Preprint Article Version 1 Preserved in Portico This version is not peer-reviewed

Potent Antiviral Activity Against HSV-1 and SARS-CoV-2 by Antimicrobial Peptoids

Version 1 : Received: 8 March 2021 / Approved: 9 March 2021 / Online: 9 March 2021 (10:25:03 CET)

A peer-reviewed article of this Preprint also exists.

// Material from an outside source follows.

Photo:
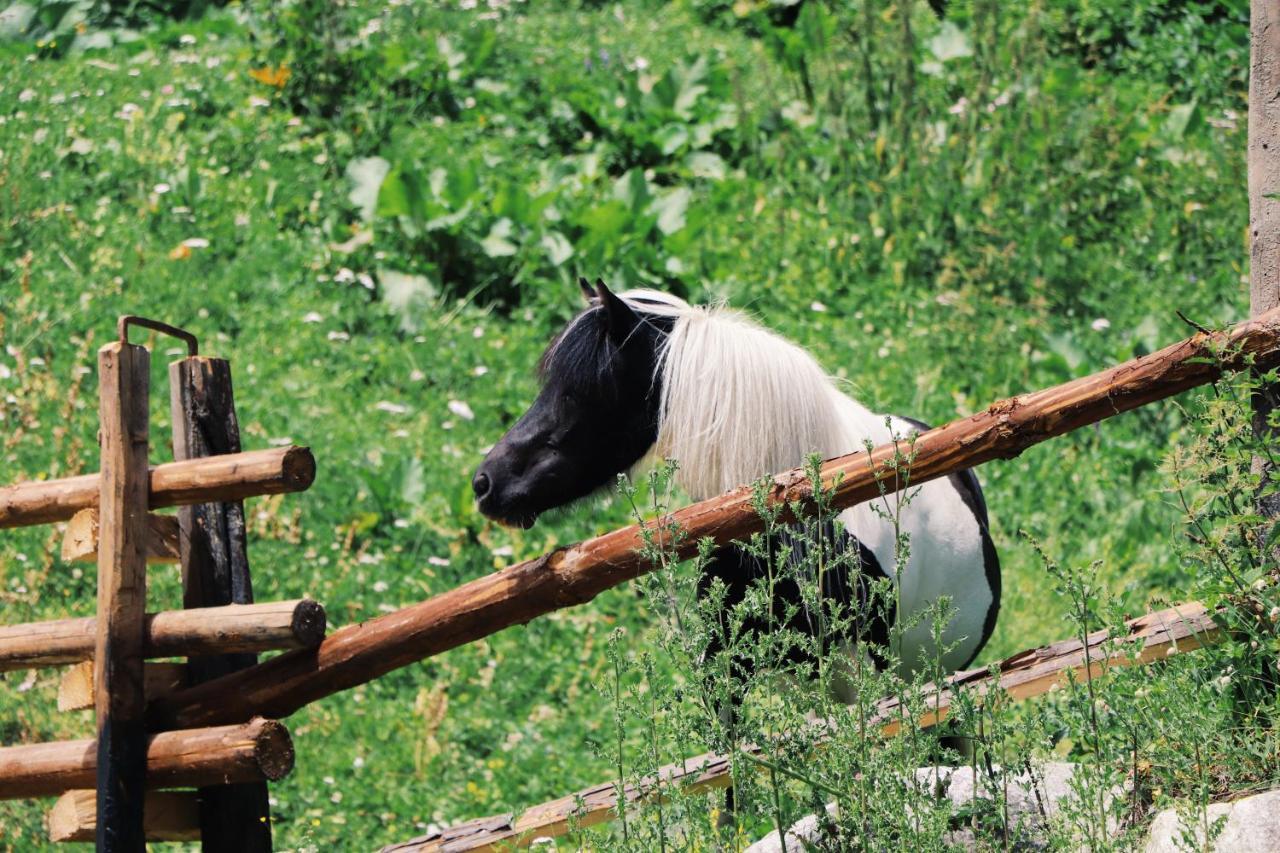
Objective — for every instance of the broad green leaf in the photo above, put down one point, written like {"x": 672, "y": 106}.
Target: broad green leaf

Diamond, G.; Molchanova, N.; Herlan, C.; Fortkort, J.A.; Lin, J.S.; Figgins, E.; Bopp, N.; Ryan, L.K.; Chung, D.; Adcock, R.S.; Sherman, M.; Barron, A.E. Potent Antiviral Activity against HSV-1 and SARS-CoV-2 by Antimicrobial Peptoids. Pharmaceuticals 2021, 14, 304. Diamond, G.; Molchanova, N.; Herlan, C.; Fortkort, J.A.; Lin, J.S.; Figgins, E.; Bopp, N.; Ryan, L.K.; Chung, D.; Adcock, R.S.; Sherman, M.; Barron, A.E. Potent Antiviral Activity against HSV-1 and SARS-CoV-2 by Antimicrobial Peptoids. Pharmaceuticals 2021, 14, 304.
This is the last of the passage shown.